I really think that it depends on the environment and the industry. Some industries are more accepting than others. For example, your more traditional industries like banking, it is harder to pull off non 'mainstream' appearance, whereas in the tech industry, it's more acceptable. Additionally, it also depends on the position one holds and how high in demand it is, for example, I see more specialized physicians sporting their dreads and naturals because anesthesiologist, cardiothorasic surgeons are hard to come by. If one is in a high visibility position, EVP, Sr. EVP, etc, it's harder to sport your natural, you gotta be the best in that field or be in a more permissive field. Sales positions almost definitely keeps you from sporting 'ethinic' looks, unless of course, that's what you're selling. If one is in sales, you're selling your company first, then the product or the services, so you always have to dress 'acceptable' as you can walk into any business and it's always best to play it safe.
All in all though, I think it's changing, more women are starting to embrace their naturalness so to speak, each person having their personal reasons for doing so, hence, I think the change is emminent, though it will be gradual.
But I've heard that racism is more prevalent in the UK than here.

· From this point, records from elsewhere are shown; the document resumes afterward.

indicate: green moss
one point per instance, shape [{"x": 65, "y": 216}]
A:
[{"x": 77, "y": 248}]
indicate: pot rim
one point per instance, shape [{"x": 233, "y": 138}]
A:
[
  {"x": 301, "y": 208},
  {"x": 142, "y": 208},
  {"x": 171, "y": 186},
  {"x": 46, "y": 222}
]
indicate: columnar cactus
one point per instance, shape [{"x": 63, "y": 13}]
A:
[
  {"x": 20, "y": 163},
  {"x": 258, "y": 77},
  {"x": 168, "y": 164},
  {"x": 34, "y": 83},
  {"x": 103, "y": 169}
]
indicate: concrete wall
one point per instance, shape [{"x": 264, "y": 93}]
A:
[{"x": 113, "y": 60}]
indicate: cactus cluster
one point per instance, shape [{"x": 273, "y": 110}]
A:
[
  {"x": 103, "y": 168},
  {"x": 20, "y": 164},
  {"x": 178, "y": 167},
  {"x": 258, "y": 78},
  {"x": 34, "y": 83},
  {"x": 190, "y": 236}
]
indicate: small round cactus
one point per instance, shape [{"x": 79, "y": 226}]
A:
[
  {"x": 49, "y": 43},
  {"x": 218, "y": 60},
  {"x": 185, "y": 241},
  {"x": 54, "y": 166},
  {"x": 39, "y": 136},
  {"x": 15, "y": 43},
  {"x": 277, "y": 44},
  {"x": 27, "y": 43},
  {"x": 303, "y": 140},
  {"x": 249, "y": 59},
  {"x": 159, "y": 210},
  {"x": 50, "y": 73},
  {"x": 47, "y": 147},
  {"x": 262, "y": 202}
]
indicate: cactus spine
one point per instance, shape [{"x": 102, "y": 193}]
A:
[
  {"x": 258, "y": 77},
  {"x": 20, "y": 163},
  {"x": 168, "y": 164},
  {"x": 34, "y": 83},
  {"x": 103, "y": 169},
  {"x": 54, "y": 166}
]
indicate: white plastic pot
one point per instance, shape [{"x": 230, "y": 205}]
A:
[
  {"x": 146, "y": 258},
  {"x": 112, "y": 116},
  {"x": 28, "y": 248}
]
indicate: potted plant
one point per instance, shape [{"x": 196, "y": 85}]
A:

In the UK, there are a lot more naturals, TV presenters with locs etc. They are a lot more accepting. I've been natural for almost ten years now and loc'd for almost three and it's never an issue. In fact the people that have issues with it are my fellow naija women...they will definitely turn you into a 'Natural Nazi' if you're not careful...the way they treat you because you're hair is not 'done'. The dirty looks they give when you go into a salon to 'do' your hair; the adding on of an extra £20-30 to have your hair in braids because 'your hair is too 'tik' '
There's a saying in Igbo - onye mee onwe ya nkilinka akwa, ewelu gi ficha ani - 'if you make yourself a rag, dem go use you clean ground.
Sure, there will always be people asking you 'when you're going to 'do' your hair'? 'Are you going to 'relaz' it?' but I usually reply gracefully, 'My hair is done' and it pretty much shuts them up (Incidentally, they are always Nigerian) Oyibo people want my hair like no man's business...my daughter's afro even more. She had to stop taking it to school as she was late to her classes 'cuz everyone wanted to touch it (teachers included) as she walked along the corridor.
The racism in the UK is a lot more subtle but I don't live in the States so I couldn't tell you if it's more or just different.
Gabrielle is a star that will inspire a lot more young people of African descent to take on sports that are usually seen as 'traditionally white' and that's all the counts. If people want to have hemarrhoids for her hair...they are more than welcome.